В узнавании есть, наконец, даже элементы рассудочности, насколько процесс напоминает собой умозаключительные акты.
2. Второй шаг чувственной эволюции, вытекающий непосредственно из расчленения сложных групп и рядов на отдельные звенья, должен был бы заключаться в актах сопоставления групп как целого с отдельными звеньями, как частями или признаками; и у детей эти формы действительно существуют (как это видно, например, из уменья их рисовать в очень раннем возрасте целые ландшафты). Но они стоят положительно на втором плане сравнительно с продуктами анализа (опять расчленения) отдельных предметов, выделенных из групп; так что вторым шагом эволюции следует считать процессы различения частей и свойств или признаков, а также состояний в отдельных предметах.
Причина этому заключается в следующем. В обширных группах внешних предметов, например, в ландшафте, есть всегда много характерного, как в сочетании, но очень мало таких признаков, которыми мы наделяем отдельные предметы. Ландшафт есть группа слишком обширная и потому слишком изменчивая, чтобы говорить, например, о его формах или цвете. Притом обширные группы действуют на нас только издалека; поэтому множество влияний (например, осязательные, обонятельные, вкусовые и даже отчасти слуховые) не доносится от них до наблюдателя. Наоборот, вблизи открыта возможность знакомиться с самыми разнообразными свойствами предметов – видеть их целиком и частями, обонять, осязать, – словом, пускать в ход все чувства. Благодаря этому анализ групп останавливается почти исключительно на оптическом, или зрительном, расчленении картины, тогда как в отдельных предметах мы выучиваемся мало-помалу различать форму, цвет, запах, вкус, твердость, мягкость, шероховатость и пр., и пр. Не нужно забывать, кроме того, что подвижность ребенка приводит его в непрерывное общение с внешними предметами на близких расстояниях; следовательно, чувствование вблизь должно по необходимости перевешивать чувствование вдаль.

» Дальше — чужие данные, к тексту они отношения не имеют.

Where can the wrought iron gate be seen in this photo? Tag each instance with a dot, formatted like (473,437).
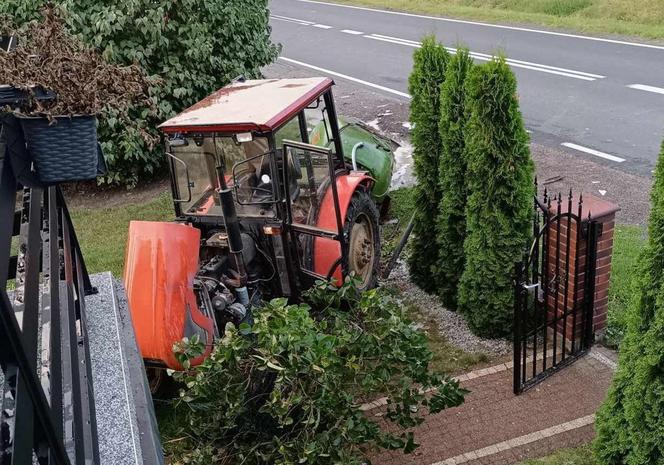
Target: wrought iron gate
(554,291)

Какими же средствами обладает ребенок для различения в отдельных предметах их частей, свойств или признаков и состояний и путем каких процессов достигается эта цель?
3. Различение в отдельных предметах частей есть по преимуществу дело глаза. Пособником зрения является, правда, во многих случаях и осязание, но показания его (в деле различения частей) у людей нормальных, т. е. зрячих, далеко уступают глазу со стороны быстроты, объема и подробности анализа, поэтому они получают решающее значение только в исключительных случаях. (Зато у осязания зрячего человека есть своя специальная область, где оно властвует безраздельно, например, твердость, упругость, шероховатость предметов и т. и.) На этом основании я буду говорить здесь о различении частей только зрительном и, чтобы избегнуть околичностей, скажу прямо:
Зрительное дробление отдельных предметов на части является и по содержанию, и со стороны процессов актом совершенно равнозначным дроблению наших прежних групп на отдельные предметы; разница между ними только в условиях видения – группа дробится при видении издали, а отдельный предмет – при видении вблизь.